The Petroleum Products Marketing Company (PPMC) has faulted the calls by federal legislators for PPMC to appear before the legislators to explain why the company paid out N300bn as fuel subsidy without National Assembly’s approval.
Speaking on Friday on a TV discussion programme, Managing Director of PPMC, Umar Ajiya said the act establishing the NNPC covers for any extra cost incurred on importation.
“The act establishing us and the national assembly knows clearly that in that same act, there is a provision that we can run our operations and recover our cost fully,” he said.
“There is a difference between the landing cost and the price we are selling clearly but that is part of our core structure.
“The NNPC act is a law in itself and the national assembly is the one responsible for enacting laws so if there is any remedy or solution as one of the senators said, the issue is to look into the act establishing these entities NNPC, CBN etc.”

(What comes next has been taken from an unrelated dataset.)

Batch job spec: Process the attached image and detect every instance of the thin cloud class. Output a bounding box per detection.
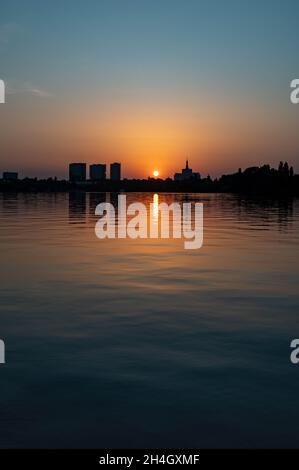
[30,88,53,98]
[6,80,54,98]
[0,22,21,45]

However, Ajiya refused to use the term subsidy, saying: “For us, it is not a question of subsidy; we don’t know what subsidy is because it was not budgeted for.”
During the height of petrol scarcity in December, Maikanti Baru, NNPC group managing director, said the landing cost of petrol had increased to N171.
Marketers had complained that they could not be selling the products at N145 when the landing had reached N171.
But Ajiya agreed that the corporation had been paying N26 to make up for the gap between the landing cost and approved pump price.
He said being the sole importer has put a burden on the finances of NNPC.
“It’s not totally in favour of NNPC. Let me clarify one fact, NNPC is not desirous of being the sole importer of products because for one, it puts a severe burden on our financial position as a corporation,” he said.
“It is a welcome idea if there are opportunities for private marketers to import; it is a highly welcome idea.”
Senators had described the extra payments on petrol as illegal because the oil firm did not seek approval from parliament.